Отец Эйрик ежедневно заходил к умирающему. Их старый приходский священник видел теперь плохо, но сказание о сотворении мира на норвежском языке и Евангелие и псалтырь на латинском языке читал все так же бойко, ибо знал эти книги очень хорошо. Но Лавранс несколько лет тому назад выменял в Состаде какую-то огромную книгу, – вот из нее-то ему больше всего и хотелось послушать, однако отец Эйрик из-за своего плохого зрения не мог справиться с чтением по ней. Тогда отец попросил Кристин попробовать, не сможет ли она почитать по этой книге. И когда Кристин немного приобвыкла к ней, она стала справляться с этим отлично, и для нее было большой радостью, что вот теперь есть что-то, в чем она может быть полезной отцу.

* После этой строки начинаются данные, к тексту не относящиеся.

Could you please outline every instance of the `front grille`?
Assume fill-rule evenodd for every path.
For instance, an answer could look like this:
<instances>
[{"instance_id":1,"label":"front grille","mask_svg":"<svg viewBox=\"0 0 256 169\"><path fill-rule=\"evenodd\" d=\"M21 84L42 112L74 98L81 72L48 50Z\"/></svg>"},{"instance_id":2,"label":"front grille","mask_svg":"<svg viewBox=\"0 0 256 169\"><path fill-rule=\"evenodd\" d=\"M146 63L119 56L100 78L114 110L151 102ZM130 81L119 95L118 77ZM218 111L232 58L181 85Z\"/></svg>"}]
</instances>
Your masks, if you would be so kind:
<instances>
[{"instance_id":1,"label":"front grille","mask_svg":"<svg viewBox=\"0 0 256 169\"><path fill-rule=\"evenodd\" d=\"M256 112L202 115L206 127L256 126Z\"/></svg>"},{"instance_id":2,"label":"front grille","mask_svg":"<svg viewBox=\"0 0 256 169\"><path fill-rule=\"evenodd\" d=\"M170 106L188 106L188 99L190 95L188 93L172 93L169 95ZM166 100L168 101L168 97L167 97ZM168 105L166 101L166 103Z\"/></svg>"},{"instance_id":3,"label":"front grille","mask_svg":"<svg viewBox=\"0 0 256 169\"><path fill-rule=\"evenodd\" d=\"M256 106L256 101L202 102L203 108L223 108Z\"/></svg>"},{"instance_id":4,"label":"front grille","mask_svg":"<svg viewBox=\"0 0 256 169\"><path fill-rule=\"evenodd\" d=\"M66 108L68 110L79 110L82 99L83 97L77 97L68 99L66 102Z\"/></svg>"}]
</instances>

В книге этой были, между прочим, споры между Страхом и Мужеством, между Верой и Сомнением, между Душой и Телом. Кроме того, в ней было несколько сказаний о святых людях и повествований о мужах, которые еще при жизни своей были вознесены в духе и видели мучения грешников в преисподней, испытания очистительным огнем и небесное блаженство. Лавранс часто говорил теперь об огне чистилища, в который он вскоре ожидал войти, но не испытывал страха. Он надеялся на большое облегчение от молитв своих друзей и священников и утешался мыслью, что святой Улав и святой Томас укрепят его в последнем испытании, как – он чувствовал – они не раз укрепляли его в этой жизни. Ему всегда приходилось слышать, что тот, кто крепок в вере, ни на миг не потеряет из виду блаженство, к которому идет душа его сквозь жаркий огнь чистилища. Кристин казалось, что ее отец радуется так, словно идет на испытание своего мужества. Ей ясно вспомнились – из времен ее детства – дни, когда королевские вассалы из долины шли на войну против герцога Эйрика, – теперь ей чудилось, что ее отец смотрит в лицо своей смерти точно так, как он в тот раз глядел вперед в ожидании славных приключений и битв.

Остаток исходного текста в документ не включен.